There is no perfect consummation. Because it's an attachment and attachment is not the real thing. It hurts. It passes. It's impermanent. And when future Naoe says he's still not at the end of his journey, I think that's fundamentally what he means. He's still attached to Kagetora—in part—but he is, in fact, letting go of that attachment. Future Naoe's startlement at the reminder of present Naoe's frenzy shows that, for future Naoe, Kagetora has become a memory, a past thing, passing.

Note:

[1] Many have commented on the porniness of the masturbation in scene in vol. 22; it is a raunchy scene. It is also a fascinating scene from a Shingon perspective. There's an odd tension in Kagetora's going through this helpless, self-hating, insatiable physical need… in Shikoku, which is the holy land, under the full moon, which is one of the central focal points for meditation in Shingon. In terms of Kuukai's ten stages of enlightenment, Kagetora is between stages and 1 and 2 in this scene, stage 1 being lost in physical appetite and stage 2 coming into some awareness of the value of moderation. The self-loathing in this scene speak to some awareness of the value of moderation, but largely the scene is all about appetite.

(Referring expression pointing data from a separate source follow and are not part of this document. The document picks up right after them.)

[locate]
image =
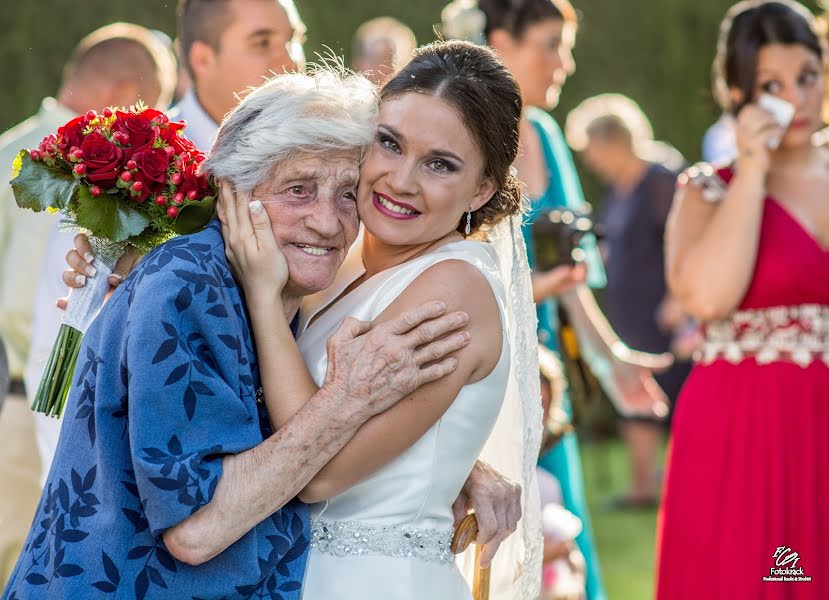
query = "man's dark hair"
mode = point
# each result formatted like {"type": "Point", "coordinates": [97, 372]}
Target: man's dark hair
{"type": "Point", "coordinates": [202, 21]}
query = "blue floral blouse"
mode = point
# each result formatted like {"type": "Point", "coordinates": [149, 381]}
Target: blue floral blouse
{"type": "Point", "coordinates": [164, 388]}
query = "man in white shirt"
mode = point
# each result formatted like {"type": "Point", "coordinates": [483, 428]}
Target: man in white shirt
{"type": "Point", "coordinates": [228, 47]}
{"type": "Point", "coordinates": [113, 66]}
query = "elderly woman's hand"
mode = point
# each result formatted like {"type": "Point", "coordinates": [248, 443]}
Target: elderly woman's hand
{"type": "Point", "coordinates": [80, 260]}
{"type": "Point", "coordinates": [497, 504]}
{"type": "Point", "coordinates": [251, 248]}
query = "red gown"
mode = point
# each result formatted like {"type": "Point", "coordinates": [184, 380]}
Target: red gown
{"type": "Point", "coordinates": [747, 486]}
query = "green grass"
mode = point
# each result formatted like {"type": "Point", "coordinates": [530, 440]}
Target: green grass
{"type": "Point", "coordinates": [625, 539]}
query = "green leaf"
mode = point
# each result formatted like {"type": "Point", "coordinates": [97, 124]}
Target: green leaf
{"type": "Point", "coordinates": [194, 216]}
{"type": "Point", "coordinates": [39, 187]}
{"type": "Point", "coordinates": [109, 217]}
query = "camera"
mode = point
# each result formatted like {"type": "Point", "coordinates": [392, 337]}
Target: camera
{"type": "Point", "coordinates": [557, 235]}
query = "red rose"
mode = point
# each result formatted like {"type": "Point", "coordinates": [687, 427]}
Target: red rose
{"type": "Point", "coordinates": [103, 160]}
{"type": "Point", "coordinates": [140, 130]}
{"type": "Point", "coordinates": [170, 132]}
{"type": "Point", "coordinates": [193, 180]}
{"type": "Point", "coordinates": [155, 115]}
{"type": "Point", "coordinates": [71, 135]}
{"type": "Point", "coordinates": [151, 169]}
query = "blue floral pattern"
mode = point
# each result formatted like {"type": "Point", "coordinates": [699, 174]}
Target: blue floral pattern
{"type": "Point", "coordinates": [164, 388]}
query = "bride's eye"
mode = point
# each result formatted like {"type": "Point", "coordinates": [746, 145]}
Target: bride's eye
{"type": "Point", "coordinates": [388, 142]}
{"type": "Point", "coordinates": [441, 166]}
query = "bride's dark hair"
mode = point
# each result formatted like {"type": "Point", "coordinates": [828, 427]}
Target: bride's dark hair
{"type": "Point", "coordinates": [479, 87]}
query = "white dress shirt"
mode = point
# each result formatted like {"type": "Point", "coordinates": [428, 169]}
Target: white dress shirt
{"type": "Point", "coordinates": [23, 236]}
{"type": "Point", "coordinates": [201, 128]}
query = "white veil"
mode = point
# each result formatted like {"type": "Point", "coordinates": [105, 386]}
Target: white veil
{"type": "Point", "coordinates": [512, 448]}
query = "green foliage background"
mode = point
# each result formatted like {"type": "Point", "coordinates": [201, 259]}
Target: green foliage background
{"type": "Point", "coordinates": [657, 51]}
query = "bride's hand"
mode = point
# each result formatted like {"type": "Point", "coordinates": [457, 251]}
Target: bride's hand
{"type": "Point", "coordinates": [250, 246]}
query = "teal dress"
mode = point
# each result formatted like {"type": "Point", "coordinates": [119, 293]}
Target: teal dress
{"type": "Point", "coordinates": [563, 460]}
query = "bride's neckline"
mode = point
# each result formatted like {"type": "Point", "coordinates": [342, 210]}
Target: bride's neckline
{"type": "Point", "coordinates": [353, 269]}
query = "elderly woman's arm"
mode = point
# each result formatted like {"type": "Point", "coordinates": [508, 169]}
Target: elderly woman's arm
{"type": "Point", "coordinates": [253, 484]}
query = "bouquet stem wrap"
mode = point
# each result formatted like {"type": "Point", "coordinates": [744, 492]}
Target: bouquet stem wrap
{"type": "Point", "coordinates": [82, 308]}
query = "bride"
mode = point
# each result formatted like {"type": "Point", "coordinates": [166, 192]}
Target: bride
{"type": "Point", "coordinates": [441, 215]}
{"type": "Point", "coordinates": [437, 178]}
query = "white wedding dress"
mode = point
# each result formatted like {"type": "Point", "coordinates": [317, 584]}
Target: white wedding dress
{"type": "Point", "coordinates": [388, 537]}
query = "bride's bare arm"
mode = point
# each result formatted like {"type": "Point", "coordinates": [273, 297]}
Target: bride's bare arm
{"type": "Point", "coordinates": [460, 286]}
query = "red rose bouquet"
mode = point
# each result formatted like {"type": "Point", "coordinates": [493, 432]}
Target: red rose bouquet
{"type": "Point", "coordinates": [124, 176]}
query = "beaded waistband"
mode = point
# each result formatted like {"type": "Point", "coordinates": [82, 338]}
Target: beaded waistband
{"type": "Point", "coordinates": [346, 538]}
{"type": "Point", "coordinates": [797, 334]}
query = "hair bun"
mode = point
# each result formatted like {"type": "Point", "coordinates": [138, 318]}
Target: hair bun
{"type": "Point", "coordinates": [464, 20]}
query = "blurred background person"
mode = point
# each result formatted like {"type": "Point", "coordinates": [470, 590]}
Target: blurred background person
{"type": "Point", "coordinates": [747, 253]}
{"type": "Point", "coordinates": [615, 140]}
{"type": "Point", "coordinates": [228, 46]}
{"type": "Point", "coordinates": [113, 66]}
{"type": "Point", "coordinates": [380, 47]}
{"type": "Point", "coordinates": [564, 571]}
{"type": "Point", "coordinates": [719, 144]}
{"type": "Point", "coordinates": [535, 38]}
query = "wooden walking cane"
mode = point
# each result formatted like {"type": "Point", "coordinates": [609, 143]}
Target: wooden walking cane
{"type": "Point", "coordinates": [466, 532]}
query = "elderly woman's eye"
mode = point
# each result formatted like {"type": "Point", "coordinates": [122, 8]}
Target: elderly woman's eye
{"type": "Point", "coordinates": [388, 142]}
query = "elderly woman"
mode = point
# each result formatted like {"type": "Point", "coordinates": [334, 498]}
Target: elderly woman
{"type": "Point", "coordinates": [168, 481]}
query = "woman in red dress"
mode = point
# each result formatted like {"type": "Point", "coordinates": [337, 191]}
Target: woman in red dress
{"type": "Point", "coordinates": [746, 504]}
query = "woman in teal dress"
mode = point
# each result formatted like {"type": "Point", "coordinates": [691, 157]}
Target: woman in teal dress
{"type": "Point", "coordinates": [534, 38]}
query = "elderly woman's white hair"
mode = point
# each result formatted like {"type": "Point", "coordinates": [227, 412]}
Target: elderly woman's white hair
{"type": "Point", "coordinates": [327, 110]}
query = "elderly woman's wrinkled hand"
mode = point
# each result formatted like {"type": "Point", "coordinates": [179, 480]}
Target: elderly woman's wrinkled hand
{"type": "Point", "coordinates": [250, 246]}
{"type": "Point", "coordinates": [80, 259]}
{"type": "Point", "coordinates": [496, 501]}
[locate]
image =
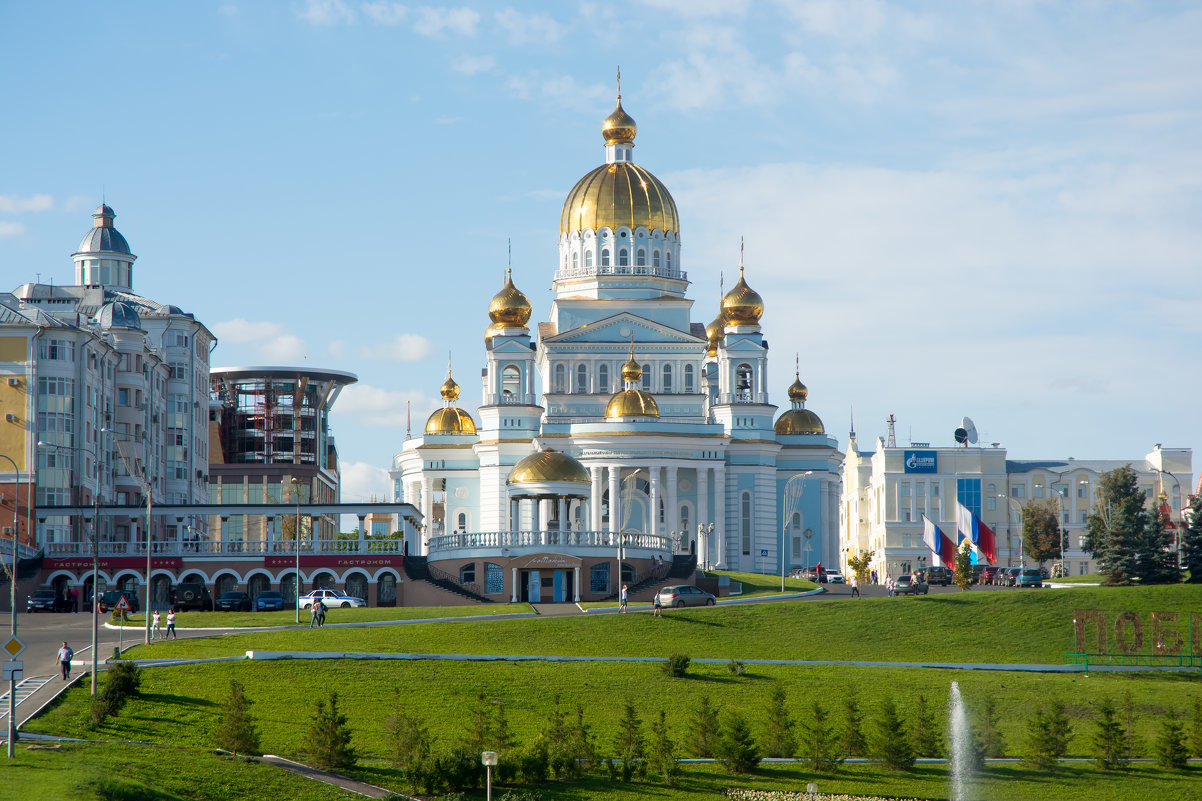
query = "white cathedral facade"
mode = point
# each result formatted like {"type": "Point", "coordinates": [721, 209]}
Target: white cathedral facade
{"type": "Point", "coordinates": [620, 433]}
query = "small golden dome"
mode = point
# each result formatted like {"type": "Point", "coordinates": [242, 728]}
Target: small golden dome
{"type": "Point", "coordinates": [548, 466]}
{"type": "Point", "coordinates": [450, 420]}
{"type": "Point", "coordinates": [742, 306]}
{"type": "Point", "coordinates": [798, 421]}
{"type": "Point", "coordinates": [619, 128]}
{"type": "Point", "coordinates": [797, 391]}
{"type": "Point", "coordinates": [631, 403]}
{"type": "Point", "coordinates": [509, 306]}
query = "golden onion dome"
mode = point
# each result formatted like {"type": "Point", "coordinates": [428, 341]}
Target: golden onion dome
{"type": "Point", "coordinates": [509, 307]}
{"type": "Point", "coordinates": [548, 466]}
{"type": "Point", "coordinates": [619, 195]}
{"type": "Point", "coordinates": [619, 128]}
{"type": "Point", "coordinates": [742, 306]}
{"type": "Point", "coordinates": [631, 403]}
{"type": "Point", "coordinates": [450, 420]}
{"type": "Point", "coordinates": [798, 421]}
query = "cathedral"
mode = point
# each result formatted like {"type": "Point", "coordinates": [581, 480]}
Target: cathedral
{"type": "Point", "coordinates": [620, 441]}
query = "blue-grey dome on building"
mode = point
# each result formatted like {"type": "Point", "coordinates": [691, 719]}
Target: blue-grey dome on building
{"type": "Point", "coordinates": [102, 236]}
{"type": "Point", "coordinates": [118, 315]}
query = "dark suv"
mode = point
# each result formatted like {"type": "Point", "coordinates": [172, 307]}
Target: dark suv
{"type": "Point", "coordinates": [191, 594]}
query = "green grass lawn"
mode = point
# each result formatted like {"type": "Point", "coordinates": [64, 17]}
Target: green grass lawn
{"type": "Point", "coordinates": [973, 627]}
{"type": "Point", "coordinates": [364, 615]}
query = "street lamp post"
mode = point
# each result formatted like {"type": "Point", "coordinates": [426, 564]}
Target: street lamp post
{"type": "Point", "coordinates": [95, 550]}
{"type": "Point", "coordinates": [12, 600]}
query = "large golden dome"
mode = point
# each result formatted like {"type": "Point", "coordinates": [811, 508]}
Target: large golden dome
{"type": "Point", "coordinates": [742, 306]}
{"type": "Point", "coordinates": [509, 307]}
{"type": "Point", "coordinates": [548, 466]}
{"type": "Point", "coordinates": [619, 195]}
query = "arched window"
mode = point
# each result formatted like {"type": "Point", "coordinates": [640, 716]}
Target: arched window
{"type": "Point", "coordinates": [745, 523]}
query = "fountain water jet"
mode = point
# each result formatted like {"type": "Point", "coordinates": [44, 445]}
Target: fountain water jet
{"type": "Point", "coordinates": [959, 739]}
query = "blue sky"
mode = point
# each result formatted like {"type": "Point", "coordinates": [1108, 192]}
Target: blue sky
{"type": "Point", "coordinates": [951, 208]}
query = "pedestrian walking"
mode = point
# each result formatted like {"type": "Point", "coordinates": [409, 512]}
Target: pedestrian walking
{"type": "Point", "coordinates": [65, 654]}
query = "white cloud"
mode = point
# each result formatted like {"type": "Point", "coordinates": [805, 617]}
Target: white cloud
{"type": "Point", "coordinates": [386, 13]}
{"type": "Point", "coordinates": [474, 64]}
{"type": "Point", "coordinates": [529, 29]}
{"type": "Point", "coordinates": [362, 482]}
{"type": "Point", "coordinates": [326, 12]}
{"type": "Point", "coordinates": [376, 408]}
{"type": "Point", "coordinates": [432, 22]}
{"type": "Point", "coordinates": [15, 205]}
{"type": "Point", "coordinates": [403, 348]}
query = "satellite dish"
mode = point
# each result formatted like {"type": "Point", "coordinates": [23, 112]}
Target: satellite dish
{"type": "Point", "coordinates": [969, 428]}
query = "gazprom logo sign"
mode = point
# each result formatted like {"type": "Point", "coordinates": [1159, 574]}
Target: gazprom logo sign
{"type": "Point", "coordinates": [921, 461]}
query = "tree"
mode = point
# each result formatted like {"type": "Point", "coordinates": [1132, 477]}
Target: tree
{"type": "Point", "coordinates": [628, 742]}
{"type": "Point", "coordinates": [851, 740]}
{"type": "Point", "coordinates": [1114, 528]}
{"type": "Point", "coordinates": [662, 752]}
{"type": "Point", "coordinates": [704, 728]}
{"type": "Point", "coordinates": [861, 565]}
{"type": "Point", "coordinates": [779, 739]}
{"type": "Point", "coordinates": [924, 737]}
{"type": "Point", "coordinates": [328, 742]}
{"type": "Point", "coordinates": [992, 743]}
{"type": "Point", "coordinates": [236, 730]}
{"type": "Point", "coordinates": [1191, 541]}
{"type": "Point", "coordinates": [736, 749]}
{"type": "Point", "coordinates": [820, 741]}
{"type": "Point", "coordinates": [1048, 733]}
{"type": "Point", "coordinates": [1041, 529]}
{"type": "Point", "coordinates": [1110, 739]}
{"type": "Point", "coordinates": [1171, 751]}
{"type": "Point", "coordinates": [888, 742]}
{"type": "Point", "coordinates": [964, 564]}
{"type": "Point", "coordinates": [1156, 562]}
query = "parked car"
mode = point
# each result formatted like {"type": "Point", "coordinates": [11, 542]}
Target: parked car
{"type": "Point", "coordinates": [909, 585]}
{"type": "Point", "coordinates": [1029, 577]}
{"type": "Point", "coordinates": [108, 600]}
{"type": "Point", "coordinates": [269, 600]}
{"type": "Point", "coordinates": [331, 598]}
{"type": "Point", "coordinates": [46, 600]}
{"type": "Point", "coordinates": [685, 595]}
{"type": "Point", "coordinates": [233, 601]}
{"type": "Point", "coordinates": [191, 594]}
{"type": "Point", "coordinates": [938, 575]}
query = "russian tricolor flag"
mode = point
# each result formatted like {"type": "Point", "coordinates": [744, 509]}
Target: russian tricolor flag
{"type": "Point", "coordinates": [939, 543]}
{"type": "Point", "coordinates": [971, 527]}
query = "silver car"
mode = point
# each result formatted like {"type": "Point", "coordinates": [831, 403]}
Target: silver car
{"type": "Point", "coordinates": [680, 595]}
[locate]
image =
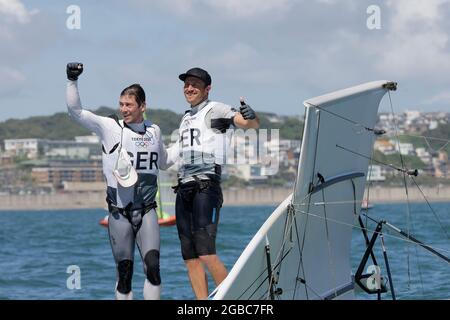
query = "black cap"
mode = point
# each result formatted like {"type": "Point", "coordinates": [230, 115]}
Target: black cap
{"type": "Point", "coordinates": [197, 73]}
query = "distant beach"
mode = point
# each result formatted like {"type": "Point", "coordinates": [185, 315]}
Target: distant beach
{"type": "Point", "coordinates": [232, 197]}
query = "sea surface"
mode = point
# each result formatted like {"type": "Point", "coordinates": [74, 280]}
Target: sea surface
{"type": "Point", "coordinates": [42, 251]}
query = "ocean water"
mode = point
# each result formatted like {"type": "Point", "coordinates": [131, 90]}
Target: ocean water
{"type": "Point", "coordinates": [38, 249]}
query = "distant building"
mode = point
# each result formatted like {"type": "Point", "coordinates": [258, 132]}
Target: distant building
{"type": "Point", "coordinates": [405, 149]}
{"type": "Point", "coordinates": [24, 147]}
{"type": "Point", "coordinates": [384, 146]}
{"type": "Point", "coordinates": [58, 172]}
{"type": "Point", "coordinates": [375, 173]}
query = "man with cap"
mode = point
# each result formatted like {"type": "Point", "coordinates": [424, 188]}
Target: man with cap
{"type": "Point", "coordinates": [133, 152]}
{"type": "Point", "coordinates": [201, 147]}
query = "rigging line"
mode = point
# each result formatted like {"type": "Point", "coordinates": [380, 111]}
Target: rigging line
{"type": "Point", "coordinates": [415, 241]}
{"type": "Point", "coordinates": [300, 264]}
{"type": "Point", "coordinates": [426, 138]}
{"type": "Point", "coordinates": [429, 205]}
{"type": "Point", "coordinates": [375, 131]}
{"type": "Point", "coordinates": [287, 230]}
{"type": "Point", "coordinates": [263, 280]}
{"type": "Point", "coordinates": [418, 267]}
{"type": "Point", "coordinates": [329, 244]}
{"type": "Point", "coordinates": [426, 246]}
{"type": "Point", "coordinates": [408, 217]}
{"type": "Point", "coordinates": [408, 172]}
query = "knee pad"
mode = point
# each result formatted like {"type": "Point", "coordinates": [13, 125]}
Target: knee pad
{"type": "Point", "coordinates": [205, 240]}
{"type": "Point", "coordinates": [151, 261]}
{"type": "Point", "coordinates": [125, 269]}
{"type": "Point", "coordinates": [187, 248]}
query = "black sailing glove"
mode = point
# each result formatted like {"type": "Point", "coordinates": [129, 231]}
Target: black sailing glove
{"type": "Point", "coordinates": [247, 112]}
{"type": "Point", "coordinates": [74, 69]}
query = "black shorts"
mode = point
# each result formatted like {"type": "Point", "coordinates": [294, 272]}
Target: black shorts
{"type": "Point", "coordinates": [197, 216]}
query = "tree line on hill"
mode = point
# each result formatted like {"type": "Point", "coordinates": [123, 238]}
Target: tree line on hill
{"type": "Point", "coordinates": [60, 126]}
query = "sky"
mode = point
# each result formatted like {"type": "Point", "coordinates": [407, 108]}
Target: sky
{"type": "Point", "coordinates": [275, 53]}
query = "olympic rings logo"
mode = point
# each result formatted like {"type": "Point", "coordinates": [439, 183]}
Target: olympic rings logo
{"type": "Point", "coordinates": [141, 144]}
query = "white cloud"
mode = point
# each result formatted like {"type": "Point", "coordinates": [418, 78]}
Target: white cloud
{"type": "Point", "coordinates": [228, 8]}
{"type": "Point", "coordinates": [246, 8]}
{"type": "Point", "coordinates": [16, 10]}
{"type": "Point", "coordinates": [10, 80]}
{"type": "Point", "coordinates": [417, 41]}
{"type": "Point", "coordinates": [440, 98]}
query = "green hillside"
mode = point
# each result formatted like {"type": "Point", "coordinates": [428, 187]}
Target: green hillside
{"type": "Point", "coordinates": [61, 127]}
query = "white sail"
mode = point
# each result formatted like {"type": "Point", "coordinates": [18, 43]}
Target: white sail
{"type": "Point", "coordinates": [308, 237]}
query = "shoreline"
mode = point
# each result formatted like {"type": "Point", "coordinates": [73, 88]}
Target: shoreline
{"type": "Point", "coordinates": [232, 197]}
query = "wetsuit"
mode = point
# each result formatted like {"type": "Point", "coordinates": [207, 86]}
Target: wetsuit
{"type": "Point", "coordinates": [132, 215]}
{"type": "Point", "coordinates": [202, 144]}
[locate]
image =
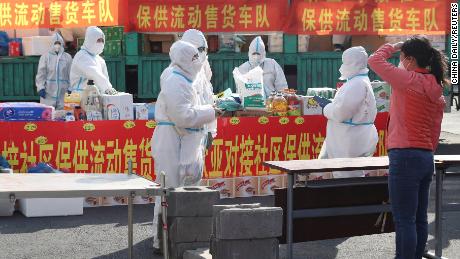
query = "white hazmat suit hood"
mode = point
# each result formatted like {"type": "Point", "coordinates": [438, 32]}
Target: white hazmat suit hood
{"type": "Point", "coordinates": [354, 62]}
{"type": "Point", "coordinates": [53, 74]}
{"type": "Point", "coordinates": [88, 65]}
{"type": "Point", "coordinates": [274, 78]}
{"type": "Point", "coordinates": [94, 33]}
{"type": "Point", "coordinates": [350, 128]}
{"type": "Point", "coordinates": [176, 143]}
{"type": "Point", "coordinates": [202, 82]}
{"type": "Point", "coordinates": [257, 46]}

If it is not the nadir of Kagetora's entire journey (which may be chapter 3-ish of vol. 20), it is certainly a nadir, his post-volume 20 lowest point, a steep decline from his usual ability to at least superficially present decent, self-controlled behavior. And yet, as his positioning under the moon in the holy land may symbolically offer, he is on the cusp of his acceleration onto a high plane of being. His agony is in motion, and it is moving him rapidly now to a different place. This is also famously the scene where Kagetora conceives of Naoe as a giant penis. This conception, among other things, denies Naoe his personhood; it reduces him to nothing but a symbol of Kagetora's need. It is the antithesis of compassion, of seeing another person for who they are and what they need, unaffected by one's own ego. Kagetora hates that he does this, but he does do it. And it is a symbolic turning point in their relationship, after which Kagetora's engagement with Naoe (despite some hiccups) will only become more compassionate.